I know what is the attitude of the medical profession towards a “cure-all”; and yet it is but the sober truth that for nearly every evil that troubles our age there is one remedy and only one—the democratisation of our industry. If you were to take a growing boy and rivet an iron band about his chest, there would come sooner or later a time when the boy would show symptoms of distress—and for every symptom there would be but one remedy. Is the boy cross and complaining? Break the band!Is he pale and sickly? Break the band! Does he gasp and cry out? Break the band! Do you not know that in the monarchy of France, in the year 1780, a man who set out to find a remedy for this or that evil of the hour would have found but one remedy for all of them—the overthrowing of the aristocracy?

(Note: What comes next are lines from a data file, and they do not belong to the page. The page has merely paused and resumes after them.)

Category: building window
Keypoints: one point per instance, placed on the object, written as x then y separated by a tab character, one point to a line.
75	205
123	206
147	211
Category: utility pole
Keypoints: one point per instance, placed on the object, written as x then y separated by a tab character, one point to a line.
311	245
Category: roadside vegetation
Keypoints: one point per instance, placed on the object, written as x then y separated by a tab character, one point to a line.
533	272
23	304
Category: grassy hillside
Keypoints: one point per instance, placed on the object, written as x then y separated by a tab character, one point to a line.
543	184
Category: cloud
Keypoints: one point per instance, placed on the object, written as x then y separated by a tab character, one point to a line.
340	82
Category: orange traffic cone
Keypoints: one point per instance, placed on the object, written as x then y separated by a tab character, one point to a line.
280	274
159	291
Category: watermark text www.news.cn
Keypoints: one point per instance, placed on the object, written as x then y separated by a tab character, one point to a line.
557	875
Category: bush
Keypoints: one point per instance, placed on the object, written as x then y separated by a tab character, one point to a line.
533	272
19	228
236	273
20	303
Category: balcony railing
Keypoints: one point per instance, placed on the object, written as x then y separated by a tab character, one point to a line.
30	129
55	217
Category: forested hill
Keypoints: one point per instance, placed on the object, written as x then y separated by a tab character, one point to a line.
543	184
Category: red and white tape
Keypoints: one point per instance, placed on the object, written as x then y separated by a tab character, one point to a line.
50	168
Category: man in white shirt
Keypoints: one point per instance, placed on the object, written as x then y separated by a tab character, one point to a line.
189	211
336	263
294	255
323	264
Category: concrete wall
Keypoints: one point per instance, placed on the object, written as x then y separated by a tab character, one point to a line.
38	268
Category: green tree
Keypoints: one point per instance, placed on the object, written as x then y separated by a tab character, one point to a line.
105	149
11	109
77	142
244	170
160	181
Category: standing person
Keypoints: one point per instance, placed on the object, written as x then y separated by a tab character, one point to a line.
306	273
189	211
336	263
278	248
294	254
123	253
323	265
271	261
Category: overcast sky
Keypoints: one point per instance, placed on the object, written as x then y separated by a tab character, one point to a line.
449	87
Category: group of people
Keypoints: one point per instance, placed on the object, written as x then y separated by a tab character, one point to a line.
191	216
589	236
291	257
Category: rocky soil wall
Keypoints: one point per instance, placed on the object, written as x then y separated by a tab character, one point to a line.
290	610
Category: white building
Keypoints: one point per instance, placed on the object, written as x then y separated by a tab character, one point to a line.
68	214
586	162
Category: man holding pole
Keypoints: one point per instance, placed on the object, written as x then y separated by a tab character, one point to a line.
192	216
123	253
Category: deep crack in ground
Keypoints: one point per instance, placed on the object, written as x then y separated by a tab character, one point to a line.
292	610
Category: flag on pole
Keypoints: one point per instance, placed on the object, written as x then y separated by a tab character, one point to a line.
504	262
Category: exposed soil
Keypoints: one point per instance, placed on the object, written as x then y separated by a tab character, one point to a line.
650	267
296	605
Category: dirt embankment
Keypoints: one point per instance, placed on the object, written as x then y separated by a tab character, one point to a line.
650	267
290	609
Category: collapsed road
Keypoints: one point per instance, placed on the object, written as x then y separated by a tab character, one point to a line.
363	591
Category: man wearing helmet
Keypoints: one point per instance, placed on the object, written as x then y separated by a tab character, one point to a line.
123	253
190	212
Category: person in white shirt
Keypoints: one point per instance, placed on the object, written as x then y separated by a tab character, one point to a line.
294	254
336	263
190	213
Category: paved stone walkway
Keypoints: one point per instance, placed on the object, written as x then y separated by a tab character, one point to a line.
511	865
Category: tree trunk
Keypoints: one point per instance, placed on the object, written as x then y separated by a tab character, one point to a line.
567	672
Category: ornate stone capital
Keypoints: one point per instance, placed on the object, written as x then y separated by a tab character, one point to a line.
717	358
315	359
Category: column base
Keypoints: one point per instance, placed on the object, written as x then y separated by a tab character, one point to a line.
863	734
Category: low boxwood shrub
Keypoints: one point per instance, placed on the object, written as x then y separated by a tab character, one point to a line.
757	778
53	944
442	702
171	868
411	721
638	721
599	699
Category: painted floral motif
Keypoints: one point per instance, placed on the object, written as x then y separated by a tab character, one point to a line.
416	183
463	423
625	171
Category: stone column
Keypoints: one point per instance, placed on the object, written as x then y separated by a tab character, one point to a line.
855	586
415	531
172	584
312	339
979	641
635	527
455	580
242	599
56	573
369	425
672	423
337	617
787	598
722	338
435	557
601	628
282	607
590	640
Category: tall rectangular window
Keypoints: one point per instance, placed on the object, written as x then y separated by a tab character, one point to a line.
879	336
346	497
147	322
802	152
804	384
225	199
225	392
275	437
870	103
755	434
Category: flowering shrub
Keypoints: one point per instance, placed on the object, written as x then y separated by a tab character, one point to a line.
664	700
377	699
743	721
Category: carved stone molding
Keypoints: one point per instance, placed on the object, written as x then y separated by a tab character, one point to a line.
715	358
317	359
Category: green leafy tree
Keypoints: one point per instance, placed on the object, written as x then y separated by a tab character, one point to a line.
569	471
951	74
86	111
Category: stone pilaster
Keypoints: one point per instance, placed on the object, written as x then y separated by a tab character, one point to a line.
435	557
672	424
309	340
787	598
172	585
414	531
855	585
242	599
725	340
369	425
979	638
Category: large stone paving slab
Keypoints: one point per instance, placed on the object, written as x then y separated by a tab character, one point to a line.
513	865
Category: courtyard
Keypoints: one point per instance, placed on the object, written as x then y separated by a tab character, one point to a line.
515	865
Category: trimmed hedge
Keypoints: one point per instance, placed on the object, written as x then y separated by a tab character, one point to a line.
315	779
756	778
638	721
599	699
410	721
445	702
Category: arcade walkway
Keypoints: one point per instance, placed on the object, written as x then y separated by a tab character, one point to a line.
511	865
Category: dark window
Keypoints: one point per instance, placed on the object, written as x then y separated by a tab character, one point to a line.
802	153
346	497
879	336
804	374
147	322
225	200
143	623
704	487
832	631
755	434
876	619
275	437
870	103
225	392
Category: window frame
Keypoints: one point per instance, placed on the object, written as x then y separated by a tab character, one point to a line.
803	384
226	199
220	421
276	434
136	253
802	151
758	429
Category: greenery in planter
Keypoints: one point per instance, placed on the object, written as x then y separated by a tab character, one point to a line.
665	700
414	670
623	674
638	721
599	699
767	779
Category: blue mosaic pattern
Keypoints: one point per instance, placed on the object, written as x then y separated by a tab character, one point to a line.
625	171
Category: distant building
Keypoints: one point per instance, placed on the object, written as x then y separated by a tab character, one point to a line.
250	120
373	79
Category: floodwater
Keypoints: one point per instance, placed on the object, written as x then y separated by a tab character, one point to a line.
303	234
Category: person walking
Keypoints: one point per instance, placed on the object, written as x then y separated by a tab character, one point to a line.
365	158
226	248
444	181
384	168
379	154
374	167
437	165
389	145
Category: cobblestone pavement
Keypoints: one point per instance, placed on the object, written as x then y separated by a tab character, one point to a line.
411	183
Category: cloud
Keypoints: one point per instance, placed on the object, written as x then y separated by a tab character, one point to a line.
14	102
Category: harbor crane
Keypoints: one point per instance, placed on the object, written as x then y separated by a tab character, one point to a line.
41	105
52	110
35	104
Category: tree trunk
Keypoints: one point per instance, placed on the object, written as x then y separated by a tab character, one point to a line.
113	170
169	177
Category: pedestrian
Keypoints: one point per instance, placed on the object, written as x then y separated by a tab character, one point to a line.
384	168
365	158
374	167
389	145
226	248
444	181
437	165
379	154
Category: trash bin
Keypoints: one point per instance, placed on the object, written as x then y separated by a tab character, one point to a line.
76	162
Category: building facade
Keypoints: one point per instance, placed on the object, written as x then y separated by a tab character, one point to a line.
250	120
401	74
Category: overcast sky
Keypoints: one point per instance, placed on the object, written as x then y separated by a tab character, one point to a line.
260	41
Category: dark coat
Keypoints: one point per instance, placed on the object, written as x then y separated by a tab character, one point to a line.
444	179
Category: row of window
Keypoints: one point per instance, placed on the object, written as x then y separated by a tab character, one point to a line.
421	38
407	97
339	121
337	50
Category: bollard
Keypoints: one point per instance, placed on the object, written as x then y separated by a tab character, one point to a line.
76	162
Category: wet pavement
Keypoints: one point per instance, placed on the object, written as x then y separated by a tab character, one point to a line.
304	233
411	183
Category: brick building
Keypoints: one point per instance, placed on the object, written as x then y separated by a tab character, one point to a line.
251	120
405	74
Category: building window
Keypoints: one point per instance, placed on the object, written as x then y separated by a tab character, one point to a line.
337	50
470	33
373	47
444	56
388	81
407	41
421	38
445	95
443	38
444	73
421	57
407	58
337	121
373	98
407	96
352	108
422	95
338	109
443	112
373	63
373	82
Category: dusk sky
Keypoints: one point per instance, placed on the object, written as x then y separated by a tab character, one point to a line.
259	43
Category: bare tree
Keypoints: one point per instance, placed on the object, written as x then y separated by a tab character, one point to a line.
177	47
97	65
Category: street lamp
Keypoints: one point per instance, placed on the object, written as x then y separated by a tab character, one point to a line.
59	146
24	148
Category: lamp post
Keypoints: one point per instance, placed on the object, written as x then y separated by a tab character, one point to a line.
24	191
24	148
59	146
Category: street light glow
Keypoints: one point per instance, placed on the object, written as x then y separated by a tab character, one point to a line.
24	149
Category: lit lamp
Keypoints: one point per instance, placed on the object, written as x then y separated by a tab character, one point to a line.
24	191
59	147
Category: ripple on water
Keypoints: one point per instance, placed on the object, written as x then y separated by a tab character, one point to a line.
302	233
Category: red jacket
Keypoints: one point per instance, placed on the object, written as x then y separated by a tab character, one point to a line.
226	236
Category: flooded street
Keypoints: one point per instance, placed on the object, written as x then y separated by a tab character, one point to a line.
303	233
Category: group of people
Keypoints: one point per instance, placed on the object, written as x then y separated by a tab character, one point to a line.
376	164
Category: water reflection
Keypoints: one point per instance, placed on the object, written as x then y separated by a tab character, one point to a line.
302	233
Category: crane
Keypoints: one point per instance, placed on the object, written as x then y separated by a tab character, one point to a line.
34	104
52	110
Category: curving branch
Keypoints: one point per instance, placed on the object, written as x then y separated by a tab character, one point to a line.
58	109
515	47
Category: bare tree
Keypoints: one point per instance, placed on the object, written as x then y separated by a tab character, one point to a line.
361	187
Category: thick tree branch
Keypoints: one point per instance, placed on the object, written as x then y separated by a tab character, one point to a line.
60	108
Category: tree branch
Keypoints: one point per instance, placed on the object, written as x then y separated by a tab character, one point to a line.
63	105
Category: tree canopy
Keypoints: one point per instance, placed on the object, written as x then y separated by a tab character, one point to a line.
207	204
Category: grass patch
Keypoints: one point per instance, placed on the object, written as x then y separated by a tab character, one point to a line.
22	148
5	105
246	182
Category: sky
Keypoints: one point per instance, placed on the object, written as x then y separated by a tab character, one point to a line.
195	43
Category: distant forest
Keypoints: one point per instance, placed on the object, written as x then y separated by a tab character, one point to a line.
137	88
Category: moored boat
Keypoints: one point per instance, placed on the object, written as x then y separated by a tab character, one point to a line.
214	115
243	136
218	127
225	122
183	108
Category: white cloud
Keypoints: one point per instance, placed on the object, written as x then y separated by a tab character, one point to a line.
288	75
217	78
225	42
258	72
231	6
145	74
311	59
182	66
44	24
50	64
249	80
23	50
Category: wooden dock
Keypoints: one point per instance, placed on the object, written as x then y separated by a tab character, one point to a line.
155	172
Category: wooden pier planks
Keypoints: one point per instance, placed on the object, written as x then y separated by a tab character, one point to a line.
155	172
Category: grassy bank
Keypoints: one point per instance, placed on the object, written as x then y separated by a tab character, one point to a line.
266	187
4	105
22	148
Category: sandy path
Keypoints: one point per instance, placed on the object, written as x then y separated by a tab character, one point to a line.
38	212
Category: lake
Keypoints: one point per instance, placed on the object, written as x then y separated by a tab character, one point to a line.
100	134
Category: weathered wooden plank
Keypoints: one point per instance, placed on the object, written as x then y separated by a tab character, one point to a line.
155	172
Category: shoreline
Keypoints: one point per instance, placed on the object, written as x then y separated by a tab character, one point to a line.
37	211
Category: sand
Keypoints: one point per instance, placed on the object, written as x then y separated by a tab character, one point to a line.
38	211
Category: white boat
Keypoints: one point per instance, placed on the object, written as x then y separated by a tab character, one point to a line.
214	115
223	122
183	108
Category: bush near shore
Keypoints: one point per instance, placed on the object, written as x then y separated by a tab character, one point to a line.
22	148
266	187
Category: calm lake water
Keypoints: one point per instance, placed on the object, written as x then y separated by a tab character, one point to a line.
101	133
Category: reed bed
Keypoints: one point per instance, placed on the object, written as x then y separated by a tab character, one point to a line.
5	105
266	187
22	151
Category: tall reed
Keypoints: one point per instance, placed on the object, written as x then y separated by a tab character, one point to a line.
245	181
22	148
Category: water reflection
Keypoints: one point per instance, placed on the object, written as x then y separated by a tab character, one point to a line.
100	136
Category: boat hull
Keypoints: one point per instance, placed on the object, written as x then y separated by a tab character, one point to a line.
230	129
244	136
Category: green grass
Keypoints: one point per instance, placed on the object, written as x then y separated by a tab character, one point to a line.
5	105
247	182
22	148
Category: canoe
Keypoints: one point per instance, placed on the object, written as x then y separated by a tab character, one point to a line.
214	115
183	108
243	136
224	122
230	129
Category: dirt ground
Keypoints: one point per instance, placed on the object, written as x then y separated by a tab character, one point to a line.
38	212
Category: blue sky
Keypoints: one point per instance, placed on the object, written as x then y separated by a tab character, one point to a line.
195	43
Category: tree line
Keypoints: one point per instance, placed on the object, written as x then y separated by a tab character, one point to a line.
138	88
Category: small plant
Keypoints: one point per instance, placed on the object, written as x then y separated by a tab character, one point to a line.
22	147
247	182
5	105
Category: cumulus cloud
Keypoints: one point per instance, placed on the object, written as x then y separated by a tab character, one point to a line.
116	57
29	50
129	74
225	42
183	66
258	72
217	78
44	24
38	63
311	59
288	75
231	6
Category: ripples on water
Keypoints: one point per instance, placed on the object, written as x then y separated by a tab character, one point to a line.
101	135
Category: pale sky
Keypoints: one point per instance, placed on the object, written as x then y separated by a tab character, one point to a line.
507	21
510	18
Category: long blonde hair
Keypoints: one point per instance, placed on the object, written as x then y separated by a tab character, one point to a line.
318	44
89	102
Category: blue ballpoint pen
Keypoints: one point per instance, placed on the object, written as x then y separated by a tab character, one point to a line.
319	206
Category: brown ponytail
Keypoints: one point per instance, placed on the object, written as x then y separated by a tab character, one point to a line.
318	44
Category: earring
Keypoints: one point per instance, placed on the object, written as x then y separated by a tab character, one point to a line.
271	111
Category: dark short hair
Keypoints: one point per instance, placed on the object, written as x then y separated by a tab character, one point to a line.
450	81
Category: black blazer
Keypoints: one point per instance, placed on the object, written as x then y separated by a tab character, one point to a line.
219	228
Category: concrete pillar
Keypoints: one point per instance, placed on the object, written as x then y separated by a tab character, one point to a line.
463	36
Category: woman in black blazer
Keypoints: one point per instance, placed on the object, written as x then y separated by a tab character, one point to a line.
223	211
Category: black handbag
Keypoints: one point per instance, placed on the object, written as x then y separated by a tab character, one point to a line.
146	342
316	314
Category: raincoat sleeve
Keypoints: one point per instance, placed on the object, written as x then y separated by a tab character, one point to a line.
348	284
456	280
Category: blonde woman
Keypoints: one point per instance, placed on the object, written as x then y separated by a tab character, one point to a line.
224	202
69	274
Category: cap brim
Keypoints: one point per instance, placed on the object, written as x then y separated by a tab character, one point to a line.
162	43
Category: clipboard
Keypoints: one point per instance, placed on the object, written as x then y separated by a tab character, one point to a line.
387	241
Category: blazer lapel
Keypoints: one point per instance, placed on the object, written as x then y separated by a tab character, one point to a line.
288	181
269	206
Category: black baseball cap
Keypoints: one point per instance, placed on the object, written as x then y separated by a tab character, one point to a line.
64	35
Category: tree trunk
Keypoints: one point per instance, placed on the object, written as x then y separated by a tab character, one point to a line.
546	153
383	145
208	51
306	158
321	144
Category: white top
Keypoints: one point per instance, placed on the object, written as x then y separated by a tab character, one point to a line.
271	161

And similarly all the diseases of this period, which are the despair of the moralist and the patriot, are consequences of the fact that our society is gasping in a last desperate agony of effort to maintain its system of competitive industry. We are like a man running on a railroad track pursued by a train. The train is increasing its speed, and do what he will, it gains upon him; he cries out, he gasps for breath, he is agonised, wild with terror, making his last leap with the engine at his very heels—and then suddenly it occurs to him to leap to one side, and so the train flashes by, and he sits down and mops his brow and thinks how very stupid it was of him!